The universe is made of processes which interact constantly with one another — as we change nature, nature changes us; as we produce labour, labour produces us. By working the raw stuff of nature we discovered through a social and biological dialectic our own capabilities as humans: physical, intellectual and creative. This relationship is the soil from which art could grow.

[1] Karl Marx, ‘The Labour-Process And The Process Of Producing Surplus-Value’ from Capital, vol. 1 (1867).
[2] Engels, The Part Played by Labour in the Transition from Ape to Man (1876).
[3] Marx, ‘Estranged Labour’ from the first of the Economic and Philosophic Manuscripts of 1844 (1844). First published in 1932, these manuscripts of a work Marx planned on bourgeois political economy are only in draft, fragmentary form and are therefore less harmonious in content and style than his finished works. Despite this they offer an invaluable insight into his ideas on aesthetics.
[4] Marx, ‘The Labour-Process And The Process Of Producing Surplus-Value’ from Capital, vol. 1 (1867).
[5] Timothy Taylor, The Artificial Ape: How Technology Changed the Course of Human Evolution (2010).
[6] See for example page 6 of April Nowell and Melanie Lee Chang, ‘The Case Against Sexual Selection as an Explanation of Handaxe Morphology’, PaleoAnthropology (February 2009). This article is principally a refutation of Steven Mithen’s theory that handaxes were made beautiful by men in order to attract women, which is one of his less useful ideas.
[7] Fischer, The Necessity of Art (1959). Ernst Fischer was an Austrian Marxist prominent in the rediscovery of ‘humanist’ Marxism in the period of de-Stalinisation. This book offers a good account of the development of humans through labour.
[8] Engels, op. cit.
[9] Engels, op. cit. This is not an excuse for species arrogance, a point made by Engels himself. Humans’ unique capacity to exploit the laws of nature is producing, for example, the disaster of global warming, which not only threatens the existence of other species but the lives of thousands of our own. On the other hand, our mastery of the laws of nature are constantly improving through scientific inquiry.
[10] Well, almost.
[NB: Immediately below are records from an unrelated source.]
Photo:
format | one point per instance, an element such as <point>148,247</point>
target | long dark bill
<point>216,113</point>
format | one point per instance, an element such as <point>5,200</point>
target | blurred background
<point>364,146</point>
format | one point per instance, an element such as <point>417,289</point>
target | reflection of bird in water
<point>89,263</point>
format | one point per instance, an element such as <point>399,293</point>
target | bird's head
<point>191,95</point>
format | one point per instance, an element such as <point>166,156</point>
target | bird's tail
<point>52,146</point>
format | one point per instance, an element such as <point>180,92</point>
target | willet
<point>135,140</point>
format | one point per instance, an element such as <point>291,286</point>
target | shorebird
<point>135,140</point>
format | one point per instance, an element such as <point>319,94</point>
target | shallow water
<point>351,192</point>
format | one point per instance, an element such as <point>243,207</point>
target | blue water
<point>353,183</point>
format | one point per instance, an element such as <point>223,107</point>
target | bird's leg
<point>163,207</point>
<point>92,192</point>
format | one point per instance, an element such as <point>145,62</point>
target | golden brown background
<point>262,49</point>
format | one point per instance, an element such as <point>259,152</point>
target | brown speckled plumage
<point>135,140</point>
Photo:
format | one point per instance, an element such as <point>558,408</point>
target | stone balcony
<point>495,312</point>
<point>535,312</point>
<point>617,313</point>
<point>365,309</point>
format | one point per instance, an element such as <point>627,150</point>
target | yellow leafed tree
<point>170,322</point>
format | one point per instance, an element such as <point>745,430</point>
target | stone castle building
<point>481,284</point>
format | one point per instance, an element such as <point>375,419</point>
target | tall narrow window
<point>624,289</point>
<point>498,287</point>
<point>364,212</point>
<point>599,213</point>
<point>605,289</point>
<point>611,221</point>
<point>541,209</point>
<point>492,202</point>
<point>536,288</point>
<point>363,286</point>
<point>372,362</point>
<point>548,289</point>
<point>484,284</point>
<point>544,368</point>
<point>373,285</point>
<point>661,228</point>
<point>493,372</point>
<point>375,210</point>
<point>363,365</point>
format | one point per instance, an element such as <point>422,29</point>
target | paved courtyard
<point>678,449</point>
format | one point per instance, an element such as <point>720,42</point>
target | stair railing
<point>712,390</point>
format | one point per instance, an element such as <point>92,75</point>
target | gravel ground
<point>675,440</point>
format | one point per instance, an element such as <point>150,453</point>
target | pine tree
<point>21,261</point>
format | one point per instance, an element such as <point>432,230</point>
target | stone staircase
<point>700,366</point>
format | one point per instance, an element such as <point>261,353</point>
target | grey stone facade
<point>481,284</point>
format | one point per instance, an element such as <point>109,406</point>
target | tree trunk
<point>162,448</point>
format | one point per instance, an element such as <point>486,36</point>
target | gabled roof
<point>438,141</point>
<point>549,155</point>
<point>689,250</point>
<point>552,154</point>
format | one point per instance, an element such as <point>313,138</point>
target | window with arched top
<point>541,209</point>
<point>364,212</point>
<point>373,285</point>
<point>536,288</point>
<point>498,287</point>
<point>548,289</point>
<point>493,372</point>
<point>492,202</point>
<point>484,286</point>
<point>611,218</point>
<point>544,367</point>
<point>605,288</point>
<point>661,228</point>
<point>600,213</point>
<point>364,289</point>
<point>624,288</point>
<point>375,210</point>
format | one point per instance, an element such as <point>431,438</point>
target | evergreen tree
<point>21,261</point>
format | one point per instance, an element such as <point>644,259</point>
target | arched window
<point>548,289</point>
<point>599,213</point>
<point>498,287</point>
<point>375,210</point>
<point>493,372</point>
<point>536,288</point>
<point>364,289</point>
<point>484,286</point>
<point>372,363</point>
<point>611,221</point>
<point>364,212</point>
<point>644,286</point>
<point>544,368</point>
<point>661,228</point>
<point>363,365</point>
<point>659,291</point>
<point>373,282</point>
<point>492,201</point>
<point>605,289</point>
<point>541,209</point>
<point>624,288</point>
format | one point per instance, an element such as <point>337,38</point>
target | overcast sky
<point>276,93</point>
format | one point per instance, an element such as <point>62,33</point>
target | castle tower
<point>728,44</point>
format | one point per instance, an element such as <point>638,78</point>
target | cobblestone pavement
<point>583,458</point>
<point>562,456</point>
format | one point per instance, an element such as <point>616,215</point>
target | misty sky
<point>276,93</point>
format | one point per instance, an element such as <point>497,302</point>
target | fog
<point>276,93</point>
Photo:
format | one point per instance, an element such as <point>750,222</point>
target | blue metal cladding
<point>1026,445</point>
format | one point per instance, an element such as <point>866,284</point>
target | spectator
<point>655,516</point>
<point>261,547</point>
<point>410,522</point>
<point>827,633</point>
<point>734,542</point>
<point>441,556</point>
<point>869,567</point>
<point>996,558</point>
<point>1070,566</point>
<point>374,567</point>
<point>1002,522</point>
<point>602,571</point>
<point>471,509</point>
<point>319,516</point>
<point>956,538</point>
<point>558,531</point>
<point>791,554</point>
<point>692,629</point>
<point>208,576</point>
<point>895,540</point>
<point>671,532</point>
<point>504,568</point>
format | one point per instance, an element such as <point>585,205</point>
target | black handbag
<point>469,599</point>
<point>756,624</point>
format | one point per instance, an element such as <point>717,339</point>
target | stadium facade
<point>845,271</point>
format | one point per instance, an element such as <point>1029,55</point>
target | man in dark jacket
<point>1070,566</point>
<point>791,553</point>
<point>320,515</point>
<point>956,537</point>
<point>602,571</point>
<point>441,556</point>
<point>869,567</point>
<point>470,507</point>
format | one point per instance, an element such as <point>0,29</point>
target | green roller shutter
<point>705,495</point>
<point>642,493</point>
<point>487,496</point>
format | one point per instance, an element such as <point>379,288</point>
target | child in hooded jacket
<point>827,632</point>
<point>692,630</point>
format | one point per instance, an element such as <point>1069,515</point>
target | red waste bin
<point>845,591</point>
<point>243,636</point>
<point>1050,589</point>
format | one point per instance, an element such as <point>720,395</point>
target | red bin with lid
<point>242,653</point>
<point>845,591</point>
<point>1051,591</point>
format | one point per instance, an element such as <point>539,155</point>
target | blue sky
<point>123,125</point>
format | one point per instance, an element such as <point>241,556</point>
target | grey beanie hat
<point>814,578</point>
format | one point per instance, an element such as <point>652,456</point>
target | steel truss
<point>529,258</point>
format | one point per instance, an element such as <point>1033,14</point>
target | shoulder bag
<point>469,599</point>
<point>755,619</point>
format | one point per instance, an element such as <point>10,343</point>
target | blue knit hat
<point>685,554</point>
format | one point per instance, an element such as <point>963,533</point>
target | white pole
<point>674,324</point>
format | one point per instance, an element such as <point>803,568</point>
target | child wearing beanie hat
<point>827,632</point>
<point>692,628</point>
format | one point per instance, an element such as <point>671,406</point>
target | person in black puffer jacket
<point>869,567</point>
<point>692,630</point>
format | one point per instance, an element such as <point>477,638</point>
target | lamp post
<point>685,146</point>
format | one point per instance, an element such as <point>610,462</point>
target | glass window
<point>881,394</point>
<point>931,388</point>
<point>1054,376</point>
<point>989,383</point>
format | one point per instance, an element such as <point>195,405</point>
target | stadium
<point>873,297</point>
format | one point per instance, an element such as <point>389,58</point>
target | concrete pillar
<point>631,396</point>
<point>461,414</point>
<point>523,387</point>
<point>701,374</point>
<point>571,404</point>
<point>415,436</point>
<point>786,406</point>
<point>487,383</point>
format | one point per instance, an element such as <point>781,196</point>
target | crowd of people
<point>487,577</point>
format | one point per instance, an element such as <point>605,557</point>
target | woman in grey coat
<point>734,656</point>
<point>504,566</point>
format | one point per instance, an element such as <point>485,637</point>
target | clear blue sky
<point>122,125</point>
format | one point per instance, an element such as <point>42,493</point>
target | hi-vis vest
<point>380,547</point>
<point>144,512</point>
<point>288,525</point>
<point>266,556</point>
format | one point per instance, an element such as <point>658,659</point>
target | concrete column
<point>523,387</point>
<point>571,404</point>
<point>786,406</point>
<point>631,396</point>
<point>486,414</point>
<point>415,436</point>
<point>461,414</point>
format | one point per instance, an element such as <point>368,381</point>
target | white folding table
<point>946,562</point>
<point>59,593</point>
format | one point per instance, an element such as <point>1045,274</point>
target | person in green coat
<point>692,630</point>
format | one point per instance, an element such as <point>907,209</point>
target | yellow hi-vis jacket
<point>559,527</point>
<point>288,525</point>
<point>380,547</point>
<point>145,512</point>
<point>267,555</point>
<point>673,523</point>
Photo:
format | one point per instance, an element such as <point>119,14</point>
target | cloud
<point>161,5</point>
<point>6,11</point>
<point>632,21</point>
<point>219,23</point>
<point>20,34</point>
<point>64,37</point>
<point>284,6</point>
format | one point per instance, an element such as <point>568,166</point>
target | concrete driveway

Recent research suggests that humans are not strictly unique in their tool-making (see for example Betty the crow). Such achievements in animals however simply emphasise the poverty of their tool-making ability compared to our own. Betty made a hook out of wire — she did not build a Sputnik.
[11] Fischer, op. cit.
[12] Footnote to Chapter 13 of Capital, vol. 1 (1867). ‘Yankeedom’ implies a vigorous capitalism that seeks to commodify everything.